Unlike DC comics, Marvel chose to challenge its audience rather than condescend to it, expanding its readership into teen and adult territory.
“The comics page was a more personal and intimate interface than the cinema screen. It lacked the intimidating lustre of the movies, and the images could be slowed down, rewound, fast-forwarded and studied in detail,” noted author and comic writer Grant Morrison in his 2011 book, Supergods. But the archetypal sweep of Lee’s story lines, with their dynamic rendering by Kirby and company, had to wait for the digital age to do them cinematic justice.
That’s where my adult ambivalence comes in. The simplistic struggle of good versus evil seemed right for 12-cent stories stamped onto 20 pages of cheap newsprint – “fiction suits” for boomer kids to safely explore the moral dimensions of life. But today? Perhaps it’s because Stan Lee’s output had such a huge impact on me as a kid, I unrealistically expected more from Hollywood than men in Day-Glo unitards clobbering evil-doers with foreign accents.
Needless to say, these wide-screen superhero sagas aren’t meant for the likes of me. They are engineered primarily for a 16-to-25-year old male demographic, with stripped-down dialogue that translates smoothly for the increasingly influential Chinese market.

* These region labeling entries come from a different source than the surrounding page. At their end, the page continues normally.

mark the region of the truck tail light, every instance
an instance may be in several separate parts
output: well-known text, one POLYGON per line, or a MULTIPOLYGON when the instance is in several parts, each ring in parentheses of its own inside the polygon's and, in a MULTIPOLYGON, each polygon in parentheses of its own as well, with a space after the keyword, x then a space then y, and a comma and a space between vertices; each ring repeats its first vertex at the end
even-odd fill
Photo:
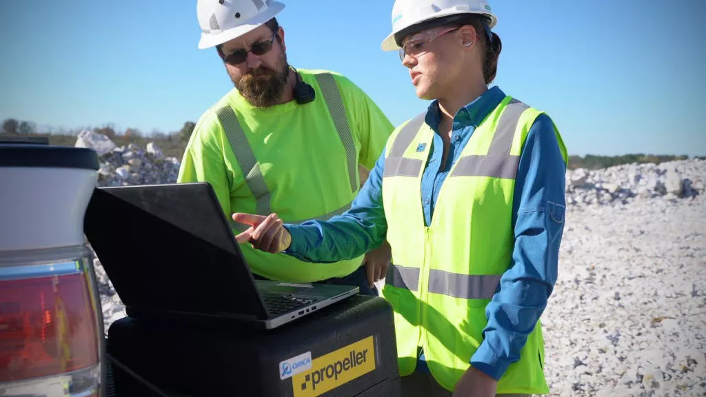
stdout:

The scripted action has more in common with first person shooter games than a subversive art form. While Stan Lee’s Silver Age stories challenged young readers to think outside the box, most big-budget superhero films entice consumers to vegetate inside the cineplex, with product as disposable as plastic 3D glasses.
Unlike the highly inventive Pixar films, with their “plums for moms” (jokes and references meant for adults), Marvel Studios seems content to hammer the audience into slack-jawed submission with special effects, and regurgitate its intellectual property in paint-by-numbers sequels. There are the imaginative exceptions from the Disney subsidiary, such as Captain America: The Winter Soldier. But by and large, militarism fits in easily with the messianic themes; Hollywood filmmakers with Pentagon-approved scripts find access to billions of dollars worth of military equipment and personnel at little or no cost.
The arc of the Marvel universe from a psychedelic era cottage industry to a flag-waving entertainment Borg can’t all be laid at the doorstep of Stan Lee, however. That would be like blaming Saint Paul for megachurches or Christian rock. The retired Lee is now an icon rather than prime mover. So considering that I owe the man my early inspiration to write and draw, my favourite Marvel Studio moments are still the “easter eggs”- the brief scenes where I recognize the affable, self-promoting New Yorker, still sharp as a tack at 91.